The rookie right-hander first put himself on everyone’s radar earlier this summer when he came up from Triple-A Fresno to face Atlanta and showed off much better stuff than the Nats saw from him during a brief 2018 call-up. He returned this month from biceps tendinitis and returned to the rotation when Joe Ross complained of forearm soreness and now has been effective twice against the same Braves lineup.

Though his fastball velocity averaged a modest 92.4 mph, Voth was able to blow it by hitters up in the zone, evidence of the pitch’s sneaky, late life and high spin rate. All in all, he induced 20 swings and misses on only 80 total pitches. That 25 percent swing-and-miss rate is the highest by any Nationals starter this season, besting Stephen Strasburg’s 24.3 percent rate from an Aug. 31 outing versus a far inferior Marlins lineup.

“Two different sides of the spectrum: He threw strikes,” Martinez said, comparing Voth to Suero and Rodney. “Got ahead of hitters and made his pitches. Simple. But he was really good, really effective. His ball had a little life.”

Effective as he was today, Voth did start showing signs of fatigue (or the Braves figuring him out) by the middle innings. He needed a double play off a line drive directly at Ryan Zimmerman to escape a fifth-inning jam with his shutout intact. Then he went to face Atlanta’s lineup for a third time to open the sixth and gave up a single, an out made possible only by Victor Robles’ leaping catch at the center field wall and another flyout to center.

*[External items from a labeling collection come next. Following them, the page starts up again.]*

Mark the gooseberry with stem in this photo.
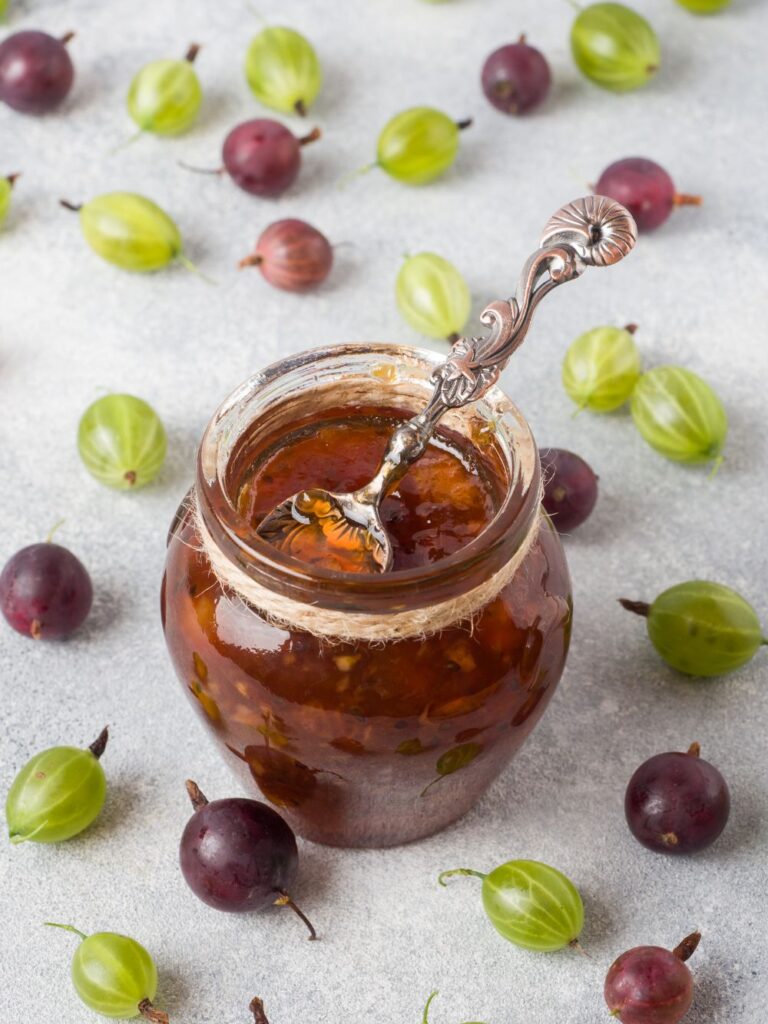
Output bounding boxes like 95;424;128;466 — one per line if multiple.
5;727;109;845
0;530;93;640
0;174;18;224
245;26;323;117
394;252;472;342
0;31;75;114
540;449;597;534
570;3;662;92
624;743;731;854
239;217;334;292
630;367;728;472
127;43;203;135
181;118;321;199
179;781;317;939
595;157;701;231
366;106;472;185
562;324;641;413
603;932;701;1024
620;580;768;676
480;35;552;114
78;394;167;490
46;921;168;1024
437;860;584;952
60;193;199;273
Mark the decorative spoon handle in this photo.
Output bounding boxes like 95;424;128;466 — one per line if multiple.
354;196;637;502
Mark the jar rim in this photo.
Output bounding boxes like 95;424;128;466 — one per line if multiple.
196;342;541;614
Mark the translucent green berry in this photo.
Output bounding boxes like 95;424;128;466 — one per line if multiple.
570;3;662;92
127;45;203;135
246;26;323;117
438;860;584;952
62;193;189;272
395;253;472;338
621;580;768;676
5;729;108;844
630;367;728;468
377;106;470;185
46;922;168;1024
78;394;167;490
562;324;641;413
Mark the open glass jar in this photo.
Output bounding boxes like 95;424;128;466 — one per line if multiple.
162;344;571;847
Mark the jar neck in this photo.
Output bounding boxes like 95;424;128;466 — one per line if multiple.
196;344;541;615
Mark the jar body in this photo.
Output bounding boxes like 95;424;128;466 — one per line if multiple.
162;506;571;847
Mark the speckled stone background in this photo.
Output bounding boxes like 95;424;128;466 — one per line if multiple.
0;0;768;1024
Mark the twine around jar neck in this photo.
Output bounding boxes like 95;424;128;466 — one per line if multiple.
190;498;542;643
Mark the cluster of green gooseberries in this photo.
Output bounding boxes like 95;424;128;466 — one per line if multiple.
562;324;728;469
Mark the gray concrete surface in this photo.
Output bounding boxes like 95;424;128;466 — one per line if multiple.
0;0;768;1024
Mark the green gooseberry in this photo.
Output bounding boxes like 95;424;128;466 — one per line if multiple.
562;324;641;413
126;44;203;135
437;860;584;952
395;253;472;340
61;193;196;272
246;26;323;117
620;580;768;676
630;367;728;469
570;3;662;92
46;921;168;1024
677;0;731;14
5;728;109;844
0;174;18;224
374;106;472;185
78;394;167;490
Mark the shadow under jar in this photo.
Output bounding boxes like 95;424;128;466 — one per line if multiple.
162;344;571;847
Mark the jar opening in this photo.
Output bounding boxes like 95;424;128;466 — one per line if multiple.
197;344;540;612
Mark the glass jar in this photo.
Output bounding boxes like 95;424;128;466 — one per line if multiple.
162;344;571;847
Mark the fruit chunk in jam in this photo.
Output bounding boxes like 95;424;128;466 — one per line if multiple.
238;411;502;571
163;409;570;846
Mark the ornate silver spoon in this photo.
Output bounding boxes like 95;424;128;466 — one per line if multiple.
257;196;637;572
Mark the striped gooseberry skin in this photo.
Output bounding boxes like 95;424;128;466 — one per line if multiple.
241;217;334;292
78;394;167;490
622;580;768;677
562;324;641;413
630;367;728;467
482;860;584;952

With the tying run on base and two out in the sixth, Martinez walked to the mound and asked Voth how he felt.

“I was a little tired,” Voth said. “I got a cut on my finger that I was dealing with, and it started to bug me a little bit. I felt like I kind of lost my legs in the fifth and sixth, kind of using my arm rather than my legs a little bit more than I wanted to. Kind of tired me a little bit more than I should’ve been at that point. I definitely had to grind through those last two innings.”

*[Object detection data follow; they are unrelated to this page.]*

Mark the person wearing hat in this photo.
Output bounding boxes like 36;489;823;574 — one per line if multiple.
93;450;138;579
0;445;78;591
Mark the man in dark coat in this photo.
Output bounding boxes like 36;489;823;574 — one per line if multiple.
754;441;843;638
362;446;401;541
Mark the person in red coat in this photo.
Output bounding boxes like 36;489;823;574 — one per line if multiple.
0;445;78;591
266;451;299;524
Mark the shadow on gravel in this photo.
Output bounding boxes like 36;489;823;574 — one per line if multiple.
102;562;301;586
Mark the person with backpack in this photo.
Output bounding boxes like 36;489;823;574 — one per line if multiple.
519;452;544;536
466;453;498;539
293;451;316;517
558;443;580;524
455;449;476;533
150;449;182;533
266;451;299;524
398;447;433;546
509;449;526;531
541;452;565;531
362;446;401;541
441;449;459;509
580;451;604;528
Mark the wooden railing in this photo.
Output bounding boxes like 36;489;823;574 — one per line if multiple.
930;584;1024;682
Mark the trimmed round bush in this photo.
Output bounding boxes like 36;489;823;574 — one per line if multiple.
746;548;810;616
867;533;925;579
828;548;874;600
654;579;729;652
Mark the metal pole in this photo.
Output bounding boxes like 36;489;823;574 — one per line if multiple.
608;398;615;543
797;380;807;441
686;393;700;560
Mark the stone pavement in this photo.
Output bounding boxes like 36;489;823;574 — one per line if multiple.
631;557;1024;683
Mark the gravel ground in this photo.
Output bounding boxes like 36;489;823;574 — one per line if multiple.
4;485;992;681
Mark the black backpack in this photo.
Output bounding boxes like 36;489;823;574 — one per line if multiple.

Given that information, Martinez made the decision to remove his young starter in favor of Suero. It was the first of several decisions that backfired in this game.

“Suero’s come in in those moments before,” the manager said. “Had Donaldson up, and he just gave up a hit there and then but got an out. He’s got to go back out (for the following inning). Our bullpen right now is ... and he just couldn’t throw strikes. He couldn’t locate his cutter. The walks, as we all know, when you walk in this league, you’re going to pay the price. You don’t throw strikes and you don’t get ahead, you’re going to pay the price.”